I watched as Gil expertly handled a fake rifle, blasting with inhuman precision at a series of moving targets. Cardboard ducks quacked each time one of the rubber pellets tore through their tiny yellow bodies. Gil’s enhanced werewolf senses and reflexes were giving him a distinct advantage, judging from the pile of stuffed animals Prudence was holding in her arms like a litter of puppies. And she just stood there grinning, cheering Gil on as he unerringly struck every target.
Et tu, Prudence?
Chapter 2
“Oh man,” Sterling said, his cheek bulging comically from the lollipop stuck in his mouth. “Look at all those prizes he won for Prudence.” He gave me a taunting, sidelong glance, his eyes glinting with silent laughter. “Aren’t you going to get one for Herald, Dust?”
I blushed instantly, the blood rushing to my cheeks, and suddenly the evening wasn’t so cool anymore.
“Ooh, now you got him,” Asher said, speaking around his own mouthful of lollipop. “Yeah Dust. Get him one of those puppy things.”
I folded my arms and stamped my foot. “You’re both children,” I grunted, complaining so unconvincingly because I knew everyone could tell I was as red as a tomato, even under the carnival lights. “You’re being silly.”
My body went stock-still as Sterling draped an arm over me, as hard and as cold as marble. “Dust, listen. Speaking as your friend, you’re being just as fun as a hemorrhoid right now. Lighten up. Go play a damn game. Eat a corndog, win a prize.” He paused, biting the edge of his lower lip with his fangs, waggling his eyebrows. “Be naughty.

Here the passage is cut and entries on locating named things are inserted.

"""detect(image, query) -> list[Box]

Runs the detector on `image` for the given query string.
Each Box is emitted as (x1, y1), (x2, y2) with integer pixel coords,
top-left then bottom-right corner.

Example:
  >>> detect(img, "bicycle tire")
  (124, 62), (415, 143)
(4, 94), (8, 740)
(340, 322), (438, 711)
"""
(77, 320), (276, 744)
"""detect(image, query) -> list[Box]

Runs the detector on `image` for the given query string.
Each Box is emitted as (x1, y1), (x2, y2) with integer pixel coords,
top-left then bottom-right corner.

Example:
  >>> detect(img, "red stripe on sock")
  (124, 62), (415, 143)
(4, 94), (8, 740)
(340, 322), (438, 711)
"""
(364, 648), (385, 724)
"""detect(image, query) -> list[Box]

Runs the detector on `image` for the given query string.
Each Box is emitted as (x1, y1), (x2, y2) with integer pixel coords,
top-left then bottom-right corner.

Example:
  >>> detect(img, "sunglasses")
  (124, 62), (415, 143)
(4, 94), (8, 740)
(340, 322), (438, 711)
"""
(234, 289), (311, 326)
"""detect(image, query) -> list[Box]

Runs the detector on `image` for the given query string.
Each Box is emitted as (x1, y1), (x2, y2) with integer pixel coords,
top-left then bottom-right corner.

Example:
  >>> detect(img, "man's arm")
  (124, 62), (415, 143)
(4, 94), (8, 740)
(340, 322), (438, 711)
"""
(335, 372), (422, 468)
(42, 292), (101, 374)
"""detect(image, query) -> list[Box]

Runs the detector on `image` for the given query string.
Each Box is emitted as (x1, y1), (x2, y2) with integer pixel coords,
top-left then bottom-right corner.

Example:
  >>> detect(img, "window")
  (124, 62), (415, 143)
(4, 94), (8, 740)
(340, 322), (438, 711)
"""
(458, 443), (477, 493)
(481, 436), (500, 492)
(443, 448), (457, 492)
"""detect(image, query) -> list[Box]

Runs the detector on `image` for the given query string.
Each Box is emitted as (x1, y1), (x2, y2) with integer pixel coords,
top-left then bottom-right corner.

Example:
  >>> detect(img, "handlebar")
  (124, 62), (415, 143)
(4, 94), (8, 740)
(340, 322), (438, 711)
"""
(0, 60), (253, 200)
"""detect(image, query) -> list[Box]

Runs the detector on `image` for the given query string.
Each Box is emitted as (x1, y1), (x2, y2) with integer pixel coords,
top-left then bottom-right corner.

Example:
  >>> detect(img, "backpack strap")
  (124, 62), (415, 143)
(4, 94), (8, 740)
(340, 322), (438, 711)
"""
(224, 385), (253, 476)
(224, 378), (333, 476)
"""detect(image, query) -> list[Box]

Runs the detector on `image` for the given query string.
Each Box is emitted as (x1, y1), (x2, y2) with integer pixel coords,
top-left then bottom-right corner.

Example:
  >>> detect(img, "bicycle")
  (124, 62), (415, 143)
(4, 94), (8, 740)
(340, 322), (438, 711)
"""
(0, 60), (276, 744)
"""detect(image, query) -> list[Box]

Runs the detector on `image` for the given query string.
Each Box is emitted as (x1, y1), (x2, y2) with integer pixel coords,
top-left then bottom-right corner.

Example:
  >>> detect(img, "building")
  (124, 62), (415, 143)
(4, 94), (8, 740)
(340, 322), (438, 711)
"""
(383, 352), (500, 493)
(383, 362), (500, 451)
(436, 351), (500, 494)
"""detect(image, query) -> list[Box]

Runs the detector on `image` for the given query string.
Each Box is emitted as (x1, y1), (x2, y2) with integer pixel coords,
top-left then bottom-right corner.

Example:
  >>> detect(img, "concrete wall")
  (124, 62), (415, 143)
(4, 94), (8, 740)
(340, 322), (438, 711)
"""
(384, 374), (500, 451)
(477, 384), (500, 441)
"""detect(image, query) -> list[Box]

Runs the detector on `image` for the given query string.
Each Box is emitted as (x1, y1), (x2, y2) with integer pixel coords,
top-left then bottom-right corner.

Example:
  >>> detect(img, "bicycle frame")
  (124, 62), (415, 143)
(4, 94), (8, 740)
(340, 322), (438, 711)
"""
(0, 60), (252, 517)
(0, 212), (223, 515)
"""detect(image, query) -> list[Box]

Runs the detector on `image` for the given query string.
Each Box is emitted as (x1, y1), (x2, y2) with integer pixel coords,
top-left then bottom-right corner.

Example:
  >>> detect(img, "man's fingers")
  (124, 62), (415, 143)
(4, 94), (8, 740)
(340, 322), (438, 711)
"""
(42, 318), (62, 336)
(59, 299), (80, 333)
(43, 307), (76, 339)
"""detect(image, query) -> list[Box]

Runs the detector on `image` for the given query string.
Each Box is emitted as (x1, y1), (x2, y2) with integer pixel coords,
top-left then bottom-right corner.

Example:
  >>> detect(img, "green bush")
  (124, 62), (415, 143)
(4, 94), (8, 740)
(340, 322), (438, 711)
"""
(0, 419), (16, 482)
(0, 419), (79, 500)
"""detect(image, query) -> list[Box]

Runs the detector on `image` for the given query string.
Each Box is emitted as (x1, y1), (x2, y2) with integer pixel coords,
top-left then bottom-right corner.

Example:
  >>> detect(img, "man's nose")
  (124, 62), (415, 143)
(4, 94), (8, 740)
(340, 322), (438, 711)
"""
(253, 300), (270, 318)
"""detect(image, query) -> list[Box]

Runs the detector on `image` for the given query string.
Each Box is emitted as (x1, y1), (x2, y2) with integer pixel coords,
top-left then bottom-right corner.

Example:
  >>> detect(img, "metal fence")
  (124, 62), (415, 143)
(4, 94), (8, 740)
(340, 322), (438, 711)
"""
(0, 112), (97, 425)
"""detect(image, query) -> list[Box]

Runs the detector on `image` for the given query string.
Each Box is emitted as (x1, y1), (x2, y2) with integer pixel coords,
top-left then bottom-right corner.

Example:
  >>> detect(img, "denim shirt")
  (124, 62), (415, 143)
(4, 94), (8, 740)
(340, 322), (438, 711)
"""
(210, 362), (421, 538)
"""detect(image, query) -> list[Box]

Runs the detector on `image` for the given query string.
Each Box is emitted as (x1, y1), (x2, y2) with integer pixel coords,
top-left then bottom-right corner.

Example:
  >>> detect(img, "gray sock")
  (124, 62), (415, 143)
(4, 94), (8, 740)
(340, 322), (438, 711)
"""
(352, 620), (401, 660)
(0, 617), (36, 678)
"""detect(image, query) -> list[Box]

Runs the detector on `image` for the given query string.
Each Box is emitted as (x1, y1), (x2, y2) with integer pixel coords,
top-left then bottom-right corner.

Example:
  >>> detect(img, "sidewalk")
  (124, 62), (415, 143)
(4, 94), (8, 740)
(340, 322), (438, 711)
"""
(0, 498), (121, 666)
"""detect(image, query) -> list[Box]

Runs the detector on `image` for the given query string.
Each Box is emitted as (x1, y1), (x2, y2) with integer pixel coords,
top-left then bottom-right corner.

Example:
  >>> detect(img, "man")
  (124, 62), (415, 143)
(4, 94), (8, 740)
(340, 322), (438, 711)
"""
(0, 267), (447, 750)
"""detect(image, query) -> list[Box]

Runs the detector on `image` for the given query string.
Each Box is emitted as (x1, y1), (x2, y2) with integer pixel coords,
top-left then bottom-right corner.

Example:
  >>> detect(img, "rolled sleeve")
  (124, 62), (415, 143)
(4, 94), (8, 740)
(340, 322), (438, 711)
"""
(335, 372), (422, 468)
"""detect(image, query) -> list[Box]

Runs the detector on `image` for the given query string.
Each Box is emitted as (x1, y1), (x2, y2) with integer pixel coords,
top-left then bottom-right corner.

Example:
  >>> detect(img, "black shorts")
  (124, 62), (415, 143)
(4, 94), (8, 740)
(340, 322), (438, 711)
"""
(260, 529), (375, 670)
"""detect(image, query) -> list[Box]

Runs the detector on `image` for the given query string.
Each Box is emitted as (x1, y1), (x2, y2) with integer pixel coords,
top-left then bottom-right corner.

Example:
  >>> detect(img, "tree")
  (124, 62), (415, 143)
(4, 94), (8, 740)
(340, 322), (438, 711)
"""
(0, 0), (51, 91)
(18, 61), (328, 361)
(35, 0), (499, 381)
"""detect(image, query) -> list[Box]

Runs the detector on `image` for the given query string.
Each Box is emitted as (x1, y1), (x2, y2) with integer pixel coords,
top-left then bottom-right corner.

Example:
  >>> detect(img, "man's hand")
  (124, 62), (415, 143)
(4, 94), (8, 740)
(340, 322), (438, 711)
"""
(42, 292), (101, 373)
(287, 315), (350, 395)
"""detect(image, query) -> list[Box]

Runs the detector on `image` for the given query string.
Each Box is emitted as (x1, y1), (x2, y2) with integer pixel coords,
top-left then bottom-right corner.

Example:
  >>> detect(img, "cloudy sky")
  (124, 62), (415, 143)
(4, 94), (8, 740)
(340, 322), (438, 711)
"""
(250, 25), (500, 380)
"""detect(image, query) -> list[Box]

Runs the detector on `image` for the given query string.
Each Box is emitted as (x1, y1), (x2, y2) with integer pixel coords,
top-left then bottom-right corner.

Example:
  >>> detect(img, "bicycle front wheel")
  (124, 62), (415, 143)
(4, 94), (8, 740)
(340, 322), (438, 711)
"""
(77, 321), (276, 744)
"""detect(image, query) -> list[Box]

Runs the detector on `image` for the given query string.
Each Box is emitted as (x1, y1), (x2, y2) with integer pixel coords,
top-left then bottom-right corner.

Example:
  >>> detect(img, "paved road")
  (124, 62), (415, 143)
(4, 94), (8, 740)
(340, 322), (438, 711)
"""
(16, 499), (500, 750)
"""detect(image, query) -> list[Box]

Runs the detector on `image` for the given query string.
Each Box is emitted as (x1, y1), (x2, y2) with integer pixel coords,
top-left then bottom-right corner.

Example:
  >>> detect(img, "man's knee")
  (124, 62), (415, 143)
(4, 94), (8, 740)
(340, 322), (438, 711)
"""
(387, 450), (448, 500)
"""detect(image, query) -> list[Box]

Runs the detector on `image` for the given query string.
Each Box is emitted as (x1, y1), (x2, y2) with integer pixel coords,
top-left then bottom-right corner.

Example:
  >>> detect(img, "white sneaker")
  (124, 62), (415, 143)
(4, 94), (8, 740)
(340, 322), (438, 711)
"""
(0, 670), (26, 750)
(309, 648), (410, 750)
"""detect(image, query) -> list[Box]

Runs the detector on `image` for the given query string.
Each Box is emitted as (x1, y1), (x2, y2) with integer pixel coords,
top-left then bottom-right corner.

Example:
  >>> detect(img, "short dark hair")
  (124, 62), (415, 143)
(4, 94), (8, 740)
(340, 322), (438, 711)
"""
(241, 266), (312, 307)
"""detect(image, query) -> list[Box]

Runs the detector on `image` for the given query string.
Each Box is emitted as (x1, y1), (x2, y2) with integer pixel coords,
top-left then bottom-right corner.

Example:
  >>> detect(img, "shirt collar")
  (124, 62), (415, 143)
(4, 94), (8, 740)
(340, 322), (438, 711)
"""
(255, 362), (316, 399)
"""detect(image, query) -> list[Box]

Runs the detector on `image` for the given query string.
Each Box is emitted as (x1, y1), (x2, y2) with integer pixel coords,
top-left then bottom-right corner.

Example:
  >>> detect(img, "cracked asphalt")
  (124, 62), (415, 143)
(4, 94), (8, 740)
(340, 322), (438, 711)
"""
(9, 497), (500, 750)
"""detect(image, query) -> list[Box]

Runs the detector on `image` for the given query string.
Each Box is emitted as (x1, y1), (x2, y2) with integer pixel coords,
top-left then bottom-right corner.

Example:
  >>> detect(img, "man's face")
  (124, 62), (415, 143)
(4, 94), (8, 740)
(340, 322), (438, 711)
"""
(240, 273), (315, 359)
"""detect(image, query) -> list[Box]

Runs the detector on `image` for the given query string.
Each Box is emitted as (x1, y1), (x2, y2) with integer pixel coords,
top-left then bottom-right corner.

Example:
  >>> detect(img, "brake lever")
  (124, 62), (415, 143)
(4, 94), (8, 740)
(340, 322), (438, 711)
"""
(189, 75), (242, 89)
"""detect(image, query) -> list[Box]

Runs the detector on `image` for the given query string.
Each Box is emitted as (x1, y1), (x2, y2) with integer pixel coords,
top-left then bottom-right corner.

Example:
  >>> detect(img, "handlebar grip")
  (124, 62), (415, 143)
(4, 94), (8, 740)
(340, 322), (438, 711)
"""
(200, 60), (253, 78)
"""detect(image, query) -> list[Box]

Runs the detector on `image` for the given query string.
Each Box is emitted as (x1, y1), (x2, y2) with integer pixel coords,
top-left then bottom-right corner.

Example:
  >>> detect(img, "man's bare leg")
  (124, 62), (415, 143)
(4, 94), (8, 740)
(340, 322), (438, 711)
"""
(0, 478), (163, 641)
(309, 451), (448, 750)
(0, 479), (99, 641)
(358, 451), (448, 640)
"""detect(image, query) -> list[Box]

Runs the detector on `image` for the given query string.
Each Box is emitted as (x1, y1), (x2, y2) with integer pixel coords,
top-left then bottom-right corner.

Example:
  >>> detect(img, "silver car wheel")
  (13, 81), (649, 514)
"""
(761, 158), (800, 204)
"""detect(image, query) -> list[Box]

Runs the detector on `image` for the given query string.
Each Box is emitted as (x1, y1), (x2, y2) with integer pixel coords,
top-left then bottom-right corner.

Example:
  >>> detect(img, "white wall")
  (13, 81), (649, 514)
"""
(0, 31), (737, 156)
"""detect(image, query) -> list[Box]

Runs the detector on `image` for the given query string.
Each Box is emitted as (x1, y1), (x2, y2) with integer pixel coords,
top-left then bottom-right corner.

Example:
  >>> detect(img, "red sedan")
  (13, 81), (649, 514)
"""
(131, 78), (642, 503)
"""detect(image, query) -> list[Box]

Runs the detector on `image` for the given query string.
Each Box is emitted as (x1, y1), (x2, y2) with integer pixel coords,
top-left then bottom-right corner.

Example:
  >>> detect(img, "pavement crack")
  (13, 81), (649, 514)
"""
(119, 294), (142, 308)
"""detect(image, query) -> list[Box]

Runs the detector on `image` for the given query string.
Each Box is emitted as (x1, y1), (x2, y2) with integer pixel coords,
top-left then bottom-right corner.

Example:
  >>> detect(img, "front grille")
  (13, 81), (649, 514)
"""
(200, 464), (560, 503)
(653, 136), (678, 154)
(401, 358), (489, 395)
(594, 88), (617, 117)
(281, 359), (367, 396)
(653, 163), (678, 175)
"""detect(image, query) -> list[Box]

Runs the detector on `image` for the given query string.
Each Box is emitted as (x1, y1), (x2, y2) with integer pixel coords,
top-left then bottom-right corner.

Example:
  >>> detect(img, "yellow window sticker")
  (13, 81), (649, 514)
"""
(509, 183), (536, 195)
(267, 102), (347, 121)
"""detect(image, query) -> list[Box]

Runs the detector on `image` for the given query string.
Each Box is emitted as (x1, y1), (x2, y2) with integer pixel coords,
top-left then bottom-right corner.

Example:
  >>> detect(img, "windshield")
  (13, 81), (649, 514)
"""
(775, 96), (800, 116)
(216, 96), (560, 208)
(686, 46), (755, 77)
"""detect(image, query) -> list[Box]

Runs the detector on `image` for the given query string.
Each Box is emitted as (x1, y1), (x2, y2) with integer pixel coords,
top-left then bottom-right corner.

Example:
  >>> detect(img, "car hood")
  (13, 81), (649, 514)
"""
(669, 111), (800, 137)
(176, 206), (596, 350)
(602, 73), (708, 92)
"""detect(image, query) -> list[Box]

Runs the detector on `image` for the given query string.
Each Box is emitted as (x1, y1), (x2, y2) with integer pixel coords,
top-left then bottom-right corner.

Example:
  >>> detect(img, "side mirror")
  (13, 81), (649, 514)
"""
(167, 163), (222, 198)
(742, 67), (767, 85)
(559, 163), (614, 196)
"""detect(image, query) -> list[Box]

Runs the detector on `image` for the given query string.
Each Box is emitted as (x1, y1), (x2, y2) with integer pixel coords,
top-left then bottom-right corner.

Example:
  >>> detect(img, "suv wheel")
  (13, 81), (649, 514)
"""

Live a little.”
Carpe noctem, I almost heard him say. Seize the night. That was what we all had in common at the Boneyard. We worked so well in the darkness. But it didn’t always have to be all about work. Why not have a little fun, too? I shook my head, then chuckled.
“Okay, fine. You guys are right. I just didn’t want anyone getting into trouble is all.”
Asher’s lips made a little pop as he abruptly pulled the lollipop out of his mouth. “Hello. Look around you. Carnival. What trouble are you even talking about?”